Hospital sweet hospital. It's a bad sign when you are offered the employee discount in the hospital snack bar. It had been about a month when Errol's mother was offered her first employee discount. It was disconcerting when people began to ask me for directions in the labyrinthine hospital. It was even more scary when I could give them. One day on an elevator an anesthesiologist asked me if I was a resident. I asked him if I really looked that tired. Neither meaning of the word resident was very comforting. There was even one family we heard of that had their mail delivered to the hospital on a daily basis.

The hospital never felt like home to us, but it was the first place Errol lived. He had an extended family of nurses, doctors, technicians, therapists and assistants. He was surrounded by people whose whole job was to keep him alive.

Before Errol's birth I was always saddened when the hospital helicopter flew overhead. I thought of it as another damaged person; another tragedy. And while that's sometimes the case, now when the helicopter sweeps past, I think of it as a phoenix, offering someone a chance at life.

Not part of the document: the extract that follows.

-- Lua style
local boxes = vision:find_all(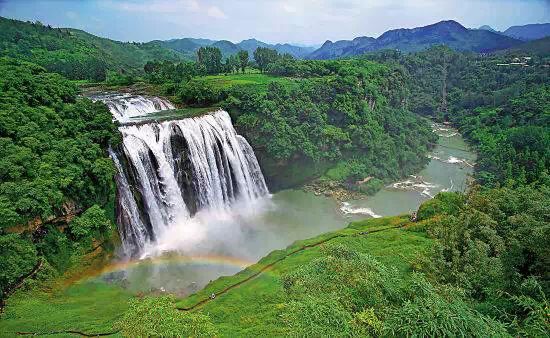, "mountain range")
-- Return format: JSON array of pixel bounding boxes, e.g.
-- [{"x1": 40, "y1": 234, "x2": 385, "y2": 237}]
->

Although the hospital saved Errol's life, after our weeks there, I've never been so glad to get out of a place alive.

Errol Grinning



If I were to create the ideal person I would give them the ability to live in the moment. Because Errol suffers from Rubinstein-Taybi syndrome he is unable to live anywhere but precisely in the present.

In order to survive we humans are programmed to think outside of the moment; to reflect on the past and to plan into the future. But this very survival mechanism takes us away from the perfect present and keeps us constantly elsewhere. Errol would not survive in the wild (not that anyone under 21 would) but because of his very inability to think ahead or behind, he is able to live exactly in this wonderful moment. He already has the very thing I most desire into he world; peaceful happiness, and he shares it with all those who are lucky enough to know him.

Birth

In a certain sense we all start dying as soon as we are born, but with the birth of our son, Errol Milner Clifford, death came to take him immediately.

The first sound a healthy newborn makes is a loud cry. From the moment of his delivery we waited for this sharp wail of life. It did not come. The midwife patted his back to force the cry. It did not come. The nurse suctioned his lungs. It did not come. The midwife gave him oxygen. The cry did not come.

Through our tears of joy and exhaustion and excitement we realized that something was wrong with our child. He would not cry. Something was keeping him from this world. Something was terribly wrong.

This was not the arrival we had anticipated. Nothing is guaranteed in life, but we had assumed that the prenatal yoga, vitamins, sobriety, child birthing classes, and good humor we kept would protect us from danger, fear, death, this.

After the heat lamp failed to increase his pulse rate and after the oxygen mask was unable to sustain his breathing we rushed to the hospital ten minutes away. Errol was fading from the new life he had just begun.